CS/SB 1770 — Property Insurance
by Appropriations Committee and Banking and Insurance Committee
This summary is provided for information only and does not represent the opinion of any Senator, Senate Officer, or Senate Office.
Prepared by: Banking and Insurance Committee (BI)
The bill makes the following changes to the Florida Hurricane Catastrophe Fund, Citizens Property Insurance Corporation, and Public Adjusters:
Florida Hurricane Catastrophe Fund (CAT Fund):
- Renames the “Florida Hurricane Catastrophe Fund Finance Corporation” to the “State Board of Administration Finance Corporation.”
- Extends the CAT Fund assessment exemption for medical malpractice until May 31, 2016.
- Repeals outdated language for the $10M additional coverage for specified insurers and the Temporary Emergency Options for Additional Coverage.
- Requires the CAT Fund submit to the Legislature and Financial Services Commission an annual Probable Maximum Loss (PML) report for the upcoming storm season.
Citizens Property Insurance Corporation (Citizens)
- Exempts Citizens from “exchange of business” restrictions to facilitate the operations of the clearinghouse.
- Adds a professional structural engineer to the Florida Commission on Hurricane Loss Projection Methodology.
- Reduces the maximum Citizens’ policy limit from $2 million to $1 million and further reduces this amount by $100,000 a year for 3 years to $700,000. Allows for an exemption in certain counties in which the Office of Insurance Regulation (OIR) determines do not have a reasonable degree of competition.
- Prohibits Citizens from covering structures commencing construction after July 1, 2014, seaward of the coastal construction control line.
- Allows the Governor of Florida to appoint a consumer representative to the Citizens Board of Governors in addition to the current two appointments.
- Clarifies a private company’s offer within 15 percent of Citizens’ rate for a new policy and no greater than the current rate for a renewal makes the policy ineligible for coverage with Citizens.
- Requires that Citizens disclose potential surcharge and assessment liabilities with each renewal notice.
- Allows insurers who take policies out of Citizens to use Citizens’ policy forms for 3 years without approval from the OIR to use the forms.
- Establishes an office of Inspector General at Citizens to be appointed by the Financial Services Commission.
- Requires Citizens to prepare an annual report on Citizens’ loss ratio for non-catastrophic losses on a statewide and county basis.
- Subjects Citizens to the purchasing of commodities restrictions under s. 287.057, F.S.

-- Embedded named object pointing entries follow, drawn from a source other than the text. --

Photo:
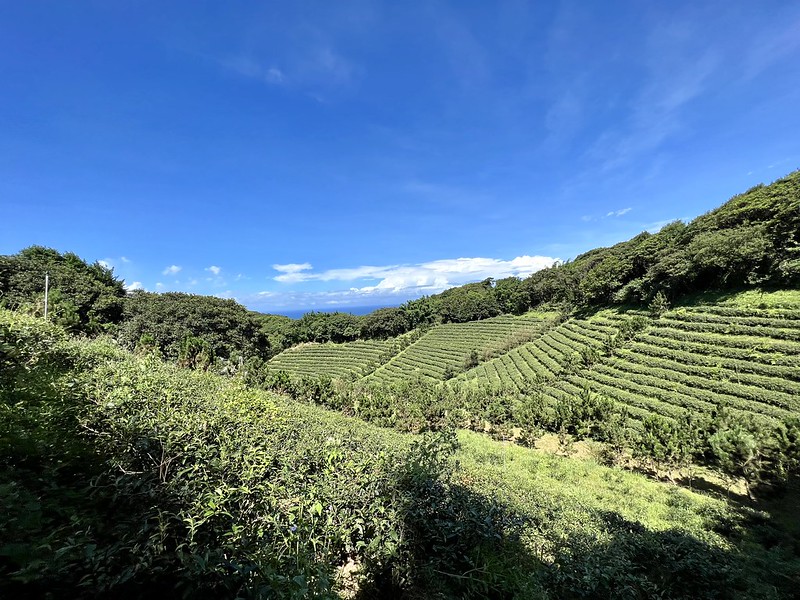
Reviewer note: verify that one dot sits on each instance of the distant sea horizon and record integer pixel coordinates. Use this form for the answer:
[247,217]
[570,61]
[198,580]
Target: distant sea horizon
[353,310]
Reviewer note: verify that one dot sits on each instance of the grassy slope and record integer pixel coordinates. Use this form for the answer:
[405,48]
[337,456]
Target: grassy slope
[251,462]
[450,345]
[335,360]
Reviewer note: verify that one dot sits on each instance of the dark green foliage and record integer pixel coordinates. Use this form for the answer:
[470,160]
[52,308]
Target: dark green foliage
[83,297]
[471,360]
[629,561]
[470,302]
[753,239]
[384,323]
[277,329]
[325,327]
[584,416]
[173,320]
[511,296]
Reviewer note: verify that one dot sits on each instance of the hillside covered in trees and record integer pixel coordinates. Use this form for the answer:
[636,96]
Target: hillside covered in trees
[622,425]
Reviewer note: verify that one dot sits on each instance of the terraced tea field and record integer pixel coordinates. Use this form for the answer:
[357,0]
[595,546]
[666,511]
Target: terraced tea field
[546,357]
[335,360]
[697,358]
[451,344]
[693,358]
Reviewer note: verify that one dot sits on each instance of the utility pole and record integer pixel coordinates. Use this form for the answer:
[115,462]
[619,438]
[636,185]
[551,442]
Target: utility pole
[46,290]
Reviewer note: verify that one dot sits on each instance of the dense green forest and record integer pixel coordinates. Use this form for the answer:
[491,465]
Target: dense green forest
[542,437]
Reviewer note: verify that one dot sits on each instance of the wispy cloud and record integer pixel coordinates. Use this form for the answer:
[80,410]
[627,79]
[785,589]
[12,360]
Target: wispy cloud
[679,69]
[292,268]
[618,213]
[249,67]
[427,277]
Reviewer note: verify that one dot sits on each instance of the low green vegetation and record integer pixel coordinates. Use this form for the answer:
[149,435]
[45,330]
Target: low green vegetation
[174,441]
[124,475]
[350,359]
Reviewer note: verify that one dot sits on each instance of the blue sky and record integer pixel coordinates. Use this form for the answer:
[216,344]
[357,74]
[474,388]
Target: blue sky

- Establishes the Citizens clearinghouse by January 1, 2014.
- Requires the establishment of a process to divert commercial residential policies.
- Requires that companies participating in the clearinghouse must either appoint the agent of record or offer a limited servicing agreement.
- Requires that agents are to be paid Citizens commission or the company’s standard commission, whichever is greater.
- Clarifies that the 45-day notice of nonrenewal applies to policies submitted to the clearinghouse.
- Provides that independent and captive agents are granted and must maintain ownership of records including policies placed in Citizens.
- Allows captive companies to approve their agents limiting servicing agreements with each participating company.
- Requires Citizens to submit to the Legislature and Financial Services Commission an annual PML report for the upcoming storm season.
- Prohibits a public adjuster from receiving compensation from any source over the statutory fee cap. Applies disciplinary provisions in current law to public adjusters who violate the statutory fee caps through any maneuver, shift, or device.
- Repeals the current provision that for any claim filed with Citizens, a public adjuster cannot charge more than 10 percent of the difference between Citizens’ initial offer and the amount actually paid.
- Requires a public adjuster to meet or communicate with the insurer to try to settle. Prohibits a public adjuster from acquiring any interest in salvaged property, without the written consent of the policyholder.
If approved by the Governor, these provisions take effect July 1, 2013, except as otherwise provided in this act.